Панауров вздохнул и спросил серьезно:
– А любовник у вас уже есть?
Юлия посмотрела на него с удивлением и усмехнулась.
– Бог знает, что вы говорите.
На большой станции, часу в одиннадцатом, оба вышли и поужинали. Когда поезд пошел дальше, Панауров снял пальто и свой картузик и сел рядом с Юлией.
– А вы очень милы, надо вам сказать, – начал он. – Извините за трактирное сравнение, вы напоминаете мне свежепросоленный огурчик; он, так сказать, еще пахнет парником, но уже содержит в себе немножко соли и запаха укропа. Из вас мало-помалу формируется великолепная женщина, чудесная, изящная женщина. Если б эта наша поездка происходила лет пять назад, – вздохнула он, – то я почел бы приятным долгом поступить в ряды ваших поклонников, но теперь, увы, я инвалид.
Он грустно и в то же время милостиво улыбнулся и обнял ее за талию.

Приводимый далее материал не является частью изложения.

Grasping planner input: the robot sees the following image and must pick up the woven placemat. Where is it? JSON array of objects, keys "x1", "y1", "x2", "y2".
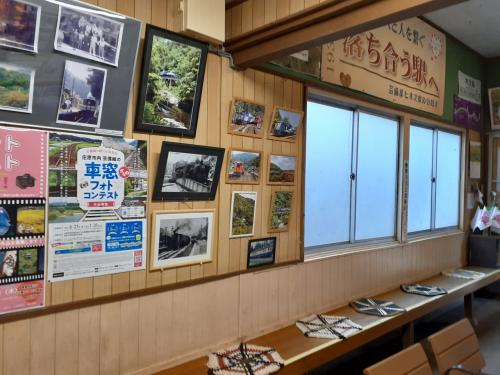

– Вы с ума сошли! – сказала она, покраснела и испугалась так, что у нее похолодели руки и ноги. – Оставьте, Григорий Николаич!
– Что же вы боитесь, милая? – спросил он мягко. – Что тут ужасного? Вы просто не привыкли.
Если женщина протестовала, то для него это только значило, что он произвел впечатление и нравится. Держа Юлию за талию, он крепко поцеловал ее в щеку, потом в губы, в полной уверенности, что доставляет ей большое удовольствие. Юлия оправилась от страха и смущения и стала смеяться. Он поцеловал ее еще раз и сказал, надевая свой смешной картуз:
– Вот и все, что может дать вам инвалид. Один турецкий паша, добрый старичок, получил от кого-то в подарок или, кажется, в наследство целый гарем. Когда его молодые красивые жены выстроились перед ним в шеренгу, он обошел их, поцеловал каждую и сказал: «Вот и все, что я теперь в состоянии дать вам». То же самое говорю и я.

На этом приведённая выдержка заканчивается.